Alvin Jon Bayle: 01/10/2017
Nothing beats politics more than the unification of the American people through American football. NFL has been one of the most hyped up events for this nation as we celebrate it by wearing our favorite teams Jersey, amassing on alcoholic beverages, spending time with our family and friends, and most importantly the amount of cooking or barbecuing involved just to satiate our hunger for football. It becomes a much more wholesome and different experience for fans once they step inside the football stadiums. They can be heard cheering and chanting for their favorite team while covered in paint of their favorite team’s color. The stadiums themselves are a grand spectacle for the fans to witness as a lot of money is invested into stadiums to make them as aesthetically pleasing as possible. This also begs the question of how much money was invested into creating the stadium and how much return does this investment give back to the city?

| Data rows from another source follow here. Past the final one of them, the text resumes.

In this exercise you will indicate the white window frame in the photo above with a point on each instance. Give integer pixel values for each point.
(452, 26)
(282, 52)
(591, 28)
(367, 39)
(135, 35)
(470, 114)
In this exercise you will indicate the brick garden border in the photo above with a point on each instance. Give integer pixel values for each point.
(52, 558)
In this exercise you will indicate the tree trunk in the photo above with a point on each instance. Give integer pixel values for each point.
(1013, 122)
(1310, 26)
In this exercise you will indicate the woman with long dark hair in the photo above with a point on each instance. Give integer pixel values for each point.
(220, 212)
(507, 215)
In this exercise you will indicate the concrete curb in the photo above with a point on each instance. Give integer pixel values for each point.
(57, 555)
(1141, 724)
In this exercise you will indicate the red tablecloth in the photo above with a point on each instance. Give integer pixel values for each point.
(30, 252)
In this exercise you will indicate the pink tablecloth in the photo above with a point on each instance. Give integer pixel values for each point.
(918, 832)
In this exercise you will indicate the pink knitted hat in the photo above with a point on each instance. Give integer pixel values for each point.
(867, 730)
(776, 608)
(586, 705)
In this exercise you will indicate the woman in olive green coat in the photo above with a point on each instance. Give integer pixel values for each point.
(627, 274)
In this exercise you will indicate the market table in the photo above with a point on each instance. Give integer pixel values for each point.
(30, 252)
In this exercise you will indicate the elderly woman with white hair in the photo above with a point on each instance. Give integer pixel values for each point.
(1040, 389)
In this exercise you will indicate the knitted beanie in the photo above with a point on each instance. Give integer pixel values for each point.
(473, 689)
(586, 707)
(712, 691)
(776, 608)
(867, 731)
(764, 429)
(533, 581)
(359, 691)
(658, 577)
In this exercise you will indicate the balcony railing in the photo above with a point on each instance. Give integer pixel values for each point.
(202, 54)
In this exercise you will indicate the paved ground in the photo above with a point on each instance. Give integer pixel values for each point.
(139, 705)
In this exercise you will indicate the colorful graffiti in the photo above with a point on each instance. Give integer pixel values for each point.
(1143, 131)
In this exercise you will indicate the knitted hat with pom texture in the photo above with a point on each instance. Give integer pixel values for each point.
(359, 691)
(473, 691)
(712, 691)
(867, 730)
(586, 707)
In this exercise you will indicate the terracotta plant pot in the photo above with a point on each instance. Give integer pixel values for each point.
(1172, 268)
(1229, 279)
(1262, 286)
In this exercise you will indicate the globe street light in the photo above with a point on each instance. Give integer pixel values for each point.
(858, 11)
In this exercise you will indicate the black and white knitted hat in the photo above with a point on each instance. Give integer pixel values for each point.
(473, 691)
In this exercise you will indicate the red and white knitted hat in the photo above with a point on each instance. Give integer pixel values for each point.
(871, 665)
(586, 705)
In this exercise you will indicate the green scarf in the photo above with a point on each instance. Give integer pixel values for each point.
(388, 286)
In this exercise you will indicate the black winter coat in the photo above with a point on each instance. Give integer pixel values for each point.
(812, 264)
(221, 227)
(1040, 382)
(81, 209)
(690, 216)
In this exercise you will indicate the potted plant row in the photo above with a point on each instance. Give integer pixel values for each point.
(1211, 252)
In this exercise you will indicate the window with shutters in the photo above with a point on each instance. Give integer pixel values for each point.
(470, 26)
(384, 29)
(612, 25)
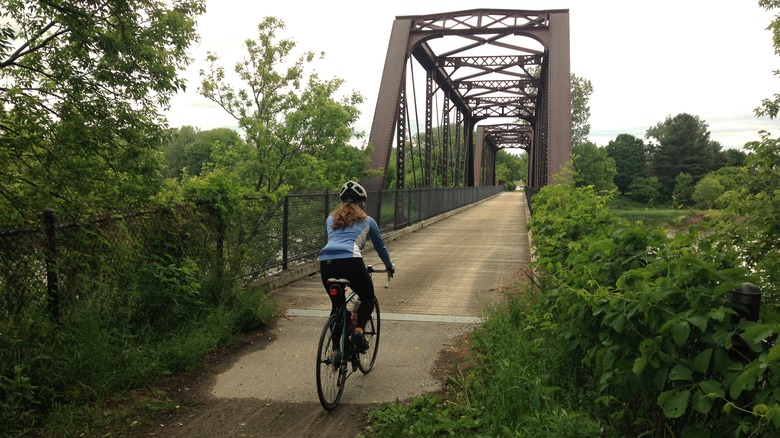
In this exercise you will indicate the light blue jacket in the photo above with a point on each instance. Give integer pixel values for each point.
(349, 242)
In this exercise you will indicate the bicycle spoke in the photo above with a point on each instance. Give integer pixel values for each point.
(330, 369)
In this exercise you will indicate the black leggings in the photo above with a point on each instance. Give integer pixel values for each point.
(354, 270)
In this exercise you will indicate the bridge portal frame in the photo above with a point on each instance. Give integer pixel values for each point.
(545, 114)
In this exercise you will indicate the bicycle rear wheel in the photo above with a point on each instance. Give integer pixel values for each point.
(330, 374)
(371, 333)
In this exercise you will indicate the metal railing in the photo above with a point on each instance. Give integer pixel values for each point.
(57, 264)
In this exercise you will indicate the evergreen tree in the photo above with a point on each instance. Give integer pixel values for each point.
(682, 144)
(629, 155)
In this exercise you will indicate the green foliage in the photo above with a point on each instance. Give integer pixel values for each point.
(645, 190)
(683, 190)
(682, 144)
(189, 150)
(581, 90)
(83, 90)
(707, 192)
(629, 154)
(141, 297)
(592, 167)
(750, 217)
(651, 318)
(297, 132)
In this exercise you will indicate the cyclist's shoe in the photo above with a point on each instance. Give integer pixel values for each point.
(335, 358)
(359, 342)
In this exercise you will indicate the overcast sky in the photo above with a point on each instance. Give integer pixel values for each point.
(647, 60)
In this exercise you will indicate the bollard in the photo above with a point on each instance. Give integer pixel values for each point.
(748, 302)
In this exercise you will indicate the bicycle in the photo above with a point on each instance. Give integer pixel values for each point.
(332, 363)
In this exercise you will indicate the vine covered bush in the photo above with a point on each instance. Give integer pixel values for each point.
(648, 317)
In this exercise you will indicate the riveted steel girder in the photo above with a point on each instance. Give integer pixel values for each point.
(489, 64)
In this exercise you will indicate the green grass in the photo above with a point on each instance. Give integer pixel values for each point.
(517, 383)
(661, 215)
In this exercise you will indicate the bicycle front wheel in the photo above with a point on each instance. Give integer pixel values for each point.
(330, 369)
(371, 333)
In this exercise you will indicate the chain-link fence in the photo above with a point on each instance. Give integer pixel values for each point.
(61, 268)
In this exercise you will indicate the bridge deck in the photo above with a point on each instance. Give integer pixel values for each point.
(453, 267)
(447, 273)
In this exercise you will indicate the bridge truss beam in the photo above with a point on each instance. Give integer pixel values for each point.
(502, 75)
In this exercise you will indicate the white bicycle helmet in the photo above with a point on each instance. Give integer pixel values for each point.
(353, 191)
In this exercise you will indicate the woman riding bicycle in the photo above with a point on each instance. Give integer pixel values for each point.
(348, 229)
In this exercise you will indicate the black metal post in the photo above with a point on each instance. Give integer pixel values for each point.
(285, 231)
(748, 302)
(52, 288)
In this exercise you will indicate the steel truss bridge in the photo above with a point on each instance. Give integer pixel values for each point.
(459, 86)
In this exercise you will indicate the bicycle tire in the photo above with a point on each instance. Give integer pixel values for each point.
(371, 334)
(330, 376)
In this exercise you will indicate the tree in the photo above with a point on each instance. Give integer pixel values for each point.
(645, 189)
(581, 89)
(299, 133)
(83, 88)
(629, 154)
(733, 157)
(592, 167)
(189, 149)
(707, 192)
(682, 144)
(683, 190)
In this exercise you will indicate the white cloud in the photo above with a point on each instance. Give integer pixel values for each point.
(647, 60)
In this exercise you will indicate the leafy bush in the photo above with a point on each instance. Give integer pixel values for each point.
(652, 319)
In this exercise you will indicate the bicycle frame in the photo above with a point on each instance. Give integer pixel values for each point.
(332, 371)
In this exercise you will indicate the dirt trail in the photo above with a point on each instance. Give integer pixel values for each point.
(448, 272)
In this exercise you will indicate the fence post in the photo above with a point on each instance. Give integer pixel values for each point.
(51, 263)
(748, 302)
(326, 210)
(285, 231)
(378, 217)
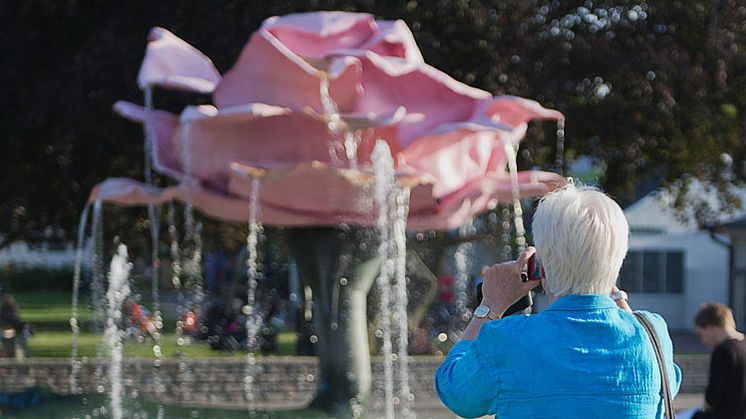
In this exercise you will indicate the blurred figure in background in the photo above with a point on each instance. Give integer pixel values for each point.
(725, 396)
(14, 331)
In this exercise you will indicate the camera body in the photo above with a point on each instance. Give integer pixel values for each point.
(533, 273)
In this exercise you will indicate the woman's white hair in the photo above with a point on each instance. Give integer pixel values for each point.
(581, 238)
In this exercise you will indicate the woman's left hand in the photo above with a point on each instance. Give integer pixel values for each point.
(503, 285)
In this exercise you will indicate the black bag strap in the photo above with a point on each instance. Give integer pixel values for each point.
(666, 389)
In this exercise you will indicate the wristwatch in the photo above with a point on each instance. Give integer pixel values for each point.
(484, 311)
(619, 295)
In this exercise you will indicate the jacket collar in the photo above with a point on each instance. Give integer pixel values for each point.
(582, 302)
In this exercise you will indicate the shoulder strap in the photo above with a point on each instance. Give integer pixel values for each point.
(666, 389)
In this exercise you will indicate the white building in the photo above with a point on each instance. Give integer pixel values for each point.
(673, 266)
(21, 254)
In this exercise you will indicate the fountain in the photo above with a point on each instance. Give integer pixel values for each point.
(421, 150)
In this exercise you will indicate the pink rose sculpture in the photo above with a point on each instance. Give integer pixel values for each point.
(270, 120)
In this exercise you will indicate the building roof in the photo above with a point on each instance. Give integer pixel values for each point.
(654, 212)
(737, 224)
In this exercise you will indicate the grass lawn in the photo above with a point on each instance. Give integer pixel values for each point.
(49, 313)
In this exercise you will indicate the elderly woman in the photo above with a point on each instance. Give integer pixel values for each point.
(586, 355)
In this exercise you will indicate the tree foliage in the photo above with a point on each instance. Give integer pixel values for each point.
(656, 89)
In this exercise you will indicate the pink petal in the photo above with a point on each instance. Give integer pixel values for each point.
(171, 63)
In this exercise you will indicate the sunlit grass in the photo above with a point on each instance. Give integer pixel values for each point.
(57, 407)
(49, 314)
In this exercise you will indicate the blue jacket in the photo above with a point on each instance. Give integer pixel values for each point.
(581, 357)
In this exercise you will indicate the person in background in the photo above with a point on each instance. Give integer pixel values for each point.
(586, 355)
(725, 396)
(11, 327)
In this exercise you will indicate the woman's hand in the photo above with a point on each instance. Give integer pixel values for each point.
(503, 286)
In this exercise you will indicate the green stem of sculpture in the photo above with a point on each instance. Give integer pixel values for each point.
(340, 265)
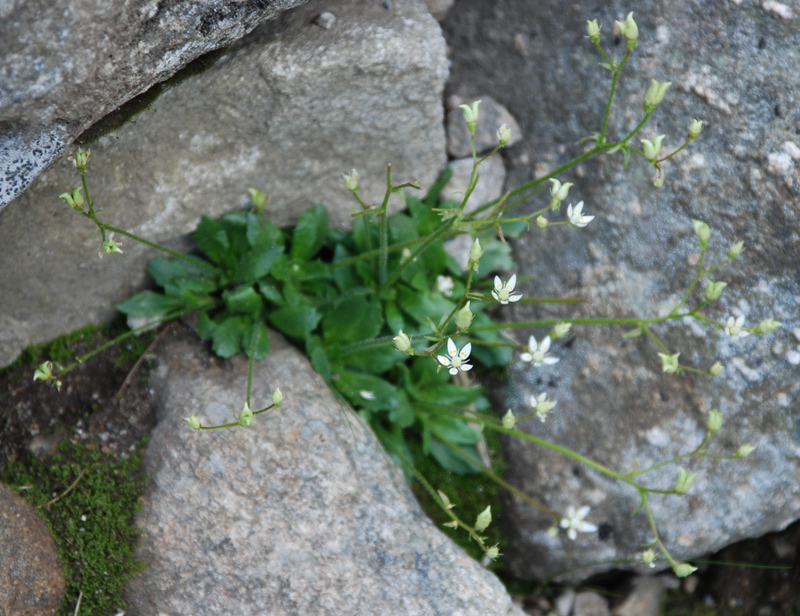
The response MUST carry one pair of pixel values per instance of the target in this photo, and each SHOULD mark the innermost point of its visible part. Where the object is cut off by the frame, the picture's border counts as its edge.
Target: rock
(300, 514)
(287, 109)
(31, 578)
(732, 69)
(490, 185)
(491, 116)
(67, 65)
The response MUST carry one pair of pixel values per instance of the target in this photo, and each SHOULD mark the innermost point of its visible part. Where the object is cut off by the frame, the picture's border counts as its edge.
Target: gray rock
(31, 578)
(490, 186)
(491, 116)
(300, 514)
(66, 65)
(731, 67)
(287, 109)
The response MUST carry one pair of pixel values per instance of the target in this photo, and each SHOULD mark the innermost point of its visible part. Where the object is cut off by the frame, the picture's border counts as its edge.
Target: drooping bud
(684, 481)
(464, 318)
(714, 290)
(484, 519)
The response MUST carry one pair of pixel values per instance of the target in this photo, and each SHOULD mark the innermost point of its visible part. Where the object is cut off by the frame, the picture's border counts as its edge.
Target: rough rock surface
(67, 64)
(300, 514)
(31, 576)
(287, 109)
(732, 66)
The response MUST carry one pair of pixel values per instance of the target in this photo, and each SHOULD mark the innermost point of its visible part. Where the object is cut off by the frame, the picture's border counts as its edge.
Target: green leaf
(212, 239)
(256, 263)
(262, 344)
(228, 336)
(354, 318)
(309, 234)
(295, 321)
(148, 305)
(243, 300)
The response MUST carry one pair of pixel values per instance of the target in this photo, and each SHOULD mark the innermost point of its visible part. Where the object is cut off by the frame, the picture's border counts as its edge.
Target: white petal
(512, 282)
(451, 348)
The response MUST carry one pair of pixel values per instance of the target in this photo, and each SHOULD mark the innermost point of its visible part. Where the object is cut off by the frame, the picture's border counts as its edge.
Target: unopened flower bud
(714, 290)
(471, 115)
(652, 148)
(593, 30)
(655, 94)
(403, 343)
(735, 250)
(669, 363)
(702, 231)
(683, 569)
(684, 481)
(351, 181)
(629, 30)
(475, 253)
(193, 422)
(695, 128)
(560, 330)
(503, 135)
(714, 421)
(744, 451)
(484, 519)
(766, 326)
(246, 416)
(464, 318)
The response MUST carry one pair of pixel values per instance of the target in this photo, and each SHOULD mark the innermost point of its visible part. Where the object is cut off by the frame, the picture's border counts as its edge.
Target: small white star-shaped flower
(458, 359)
(537, 353)
(734, 328)
(576, 217)
(504, 291)
(575, 522)
(542, 406)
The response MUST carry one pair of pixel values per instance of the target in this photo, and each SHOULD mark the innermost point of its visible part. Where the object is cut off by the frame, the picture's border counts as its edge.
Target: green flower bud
(744, 451)
(683, 569)
(246, 416)
(193, 422)
(471, 115)
(593, 30)
(766, 326)
(403, 343)
(735, 250)
(714, 290)
(714, 421)
(684, 481)
(702, 231)
(655, 94)
(484, 519)
(464, 318)
(695, 128)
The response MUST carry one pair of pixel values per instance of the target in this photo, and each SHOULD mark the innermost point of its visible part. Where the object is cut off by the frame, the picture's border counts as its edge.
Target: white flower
(542, 406)
(734, 328)
(445, 285)
(574, 522)
(537, 353)
(576, 216)
(458, 359)
(503, 290)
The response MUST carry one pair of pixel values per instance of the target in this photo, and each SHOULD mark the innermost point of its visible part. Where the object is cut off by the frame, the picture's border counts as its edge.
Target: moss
(92, 524)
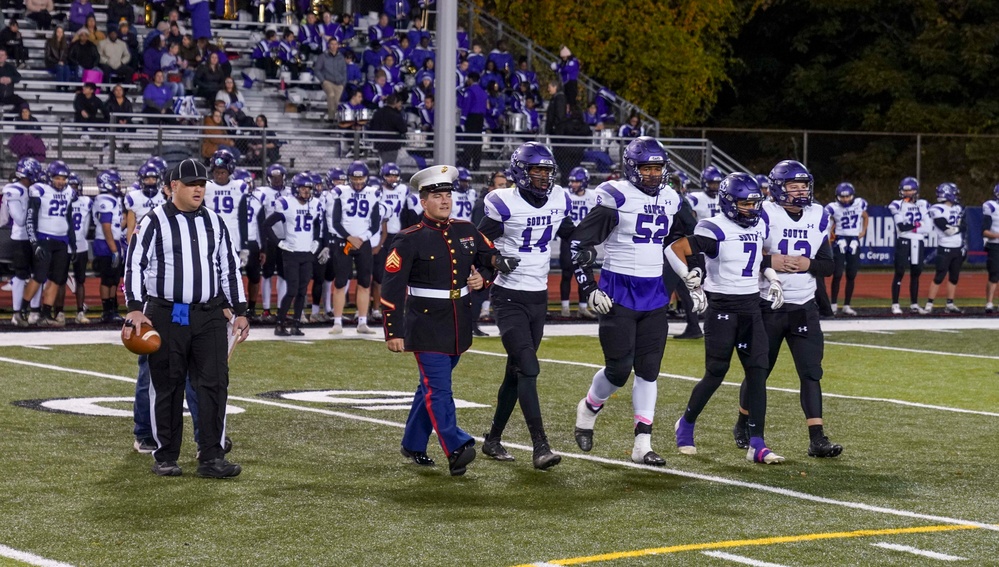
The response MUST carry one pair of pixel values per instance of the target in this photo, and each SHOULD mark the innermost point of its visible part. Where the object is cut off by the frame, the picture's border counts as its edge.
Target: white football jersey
(635, 245)
(394, 201)
(52, 214)
(735, 270)
(848, 220)
(82, 209)
(911, 213)
(299, 220)
(789, 237)
(15, 198)
(527, 234)
(582, 204)
(952, 214)
(704, 207)
(356, 210)
(224, 200)
(462, 205)
(991, 210)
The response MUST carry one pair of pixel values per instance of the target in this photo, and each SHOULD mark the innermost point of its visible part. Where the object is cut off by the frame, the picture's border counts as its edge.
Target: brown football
(145, 340)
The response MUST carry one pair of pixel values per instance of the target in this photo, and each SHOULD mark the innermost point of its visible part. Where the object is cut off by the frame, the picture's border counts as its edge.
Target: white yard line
(627, 464)
(741, 559)
(29, 558)
(921, 552)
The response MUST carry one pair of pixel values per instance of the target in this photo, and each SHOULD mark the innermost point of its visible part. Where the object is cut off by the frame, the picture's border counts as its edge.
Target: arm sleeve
(822, 264)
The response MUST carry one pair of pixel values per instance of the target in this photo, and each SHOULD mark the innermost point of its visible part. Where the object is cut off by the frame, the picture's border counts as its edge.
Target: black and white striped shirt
(184, 258)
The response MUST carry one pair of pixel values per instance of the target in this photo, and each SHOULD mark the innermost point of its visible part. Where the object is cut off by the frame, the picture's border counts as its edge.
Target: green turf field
(323, 483)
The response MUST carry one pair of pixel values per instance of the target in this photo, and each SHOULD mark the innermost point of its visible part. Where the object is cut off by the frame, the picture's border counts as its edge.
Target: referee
(181, 273)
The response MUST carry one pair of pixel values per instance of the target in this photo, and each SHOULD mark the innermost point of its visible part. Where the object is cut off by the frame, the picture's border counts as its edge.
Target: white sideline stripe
(917, 351)
(30, 558)
(594, 459)
(769, 388)
(915, 551)
(741, 559)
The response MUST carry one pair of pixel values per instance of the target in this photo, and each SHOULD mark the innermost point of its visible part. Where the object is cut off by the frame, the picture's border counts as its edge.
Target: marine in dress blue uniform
(437, 262)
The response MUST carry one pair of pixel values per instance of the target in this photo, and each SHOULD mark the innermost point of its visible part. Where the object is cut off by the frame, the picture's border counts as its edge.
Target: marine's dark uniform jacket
(434, 258)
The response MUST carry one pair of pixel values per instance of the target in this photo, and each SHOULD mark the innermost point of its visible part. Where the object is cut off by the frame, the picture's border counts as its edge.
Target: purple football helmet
(526, 157)
(709, 177)
(790, 171)
(736, 188)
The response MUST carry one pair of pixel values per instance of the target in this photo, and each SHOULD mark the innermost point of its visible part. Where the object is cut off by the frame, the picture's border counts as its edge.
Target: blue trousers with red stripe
(433, 406)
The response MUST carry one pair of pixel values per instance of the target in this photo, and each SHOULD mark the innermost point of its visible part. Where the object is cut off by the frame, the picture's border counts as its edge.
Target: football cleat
(741, 435)
(585, 420)
(685, 437)
(763, 455)
(823, 448)
(492, 447)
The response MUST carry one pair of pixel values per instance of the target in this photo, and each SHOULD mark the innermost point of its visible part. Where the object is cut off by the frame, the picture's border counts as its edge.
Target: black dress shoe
(418, 457)
(459, 459)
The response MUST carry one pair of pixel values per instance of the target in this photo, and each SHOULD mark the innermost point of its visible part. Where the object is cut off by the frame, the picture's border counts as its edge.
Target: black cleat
(822, 448)
(584, 438)
(543, 457)
(460, 458)
(741, 435)
(218, 468)
(418, 457)
(492, 447)
(166, 468)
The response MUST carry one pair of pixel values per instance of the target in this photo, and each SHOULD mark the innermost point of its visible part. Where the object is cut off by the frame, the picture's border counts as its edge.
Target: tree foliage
(668, 57)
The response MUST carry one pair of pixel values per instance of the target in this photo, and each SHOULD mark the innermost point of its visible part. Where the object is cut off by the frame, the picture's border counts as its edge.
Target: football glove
(600, 302)
(507, 264)
(700, 300)
(324, 255)
(693, 279)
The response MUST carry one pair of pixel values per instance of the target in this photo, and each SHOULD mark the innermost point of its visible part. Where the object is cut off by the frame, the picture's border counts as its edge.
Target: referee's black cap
(190, 171)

Two senators, Cory Booker (D-NJ) and James Lankford(R-OK), have recently introduced a bill “S.1342 – Eliminating Federal Tax Subsidies for Stadiums Act of 2017” that proposes to amend an Internal Revenue Code that finances sports stadiums by getting rid of the municipal bonds, bonds that are exempt from federal taxes, involved in federally financing sports stadiums. Senator Lankford during an interview on CNN mentioned that his state of Oklahoma built the Chesapeake arena using their own tax codes without the use of municipal bonds and with Oklahoma’s own tax codes. Senator Booker during the same interview, with Lankford, wanted to get rid of harmful spending when we are trillions in debt and would rather allocate our federal finances in infrastructure instead. Senator Lankford and Booker have concerns about allocating our federal spending. When it comes to an opportunity cost, the taxpayers must also voice their opinion whether investment should be towards NFL stadiums or into schools, roads, and hospitals? Something Americans will have to consider. What would be the benefit if we end up choosing to invest in NFL stadiums? Many owners and entrepreneurs involved in the NFL have also argued that creating the NFL stadiums will create jobs and be great for the economy but would the revenue create a net gain or a net loss?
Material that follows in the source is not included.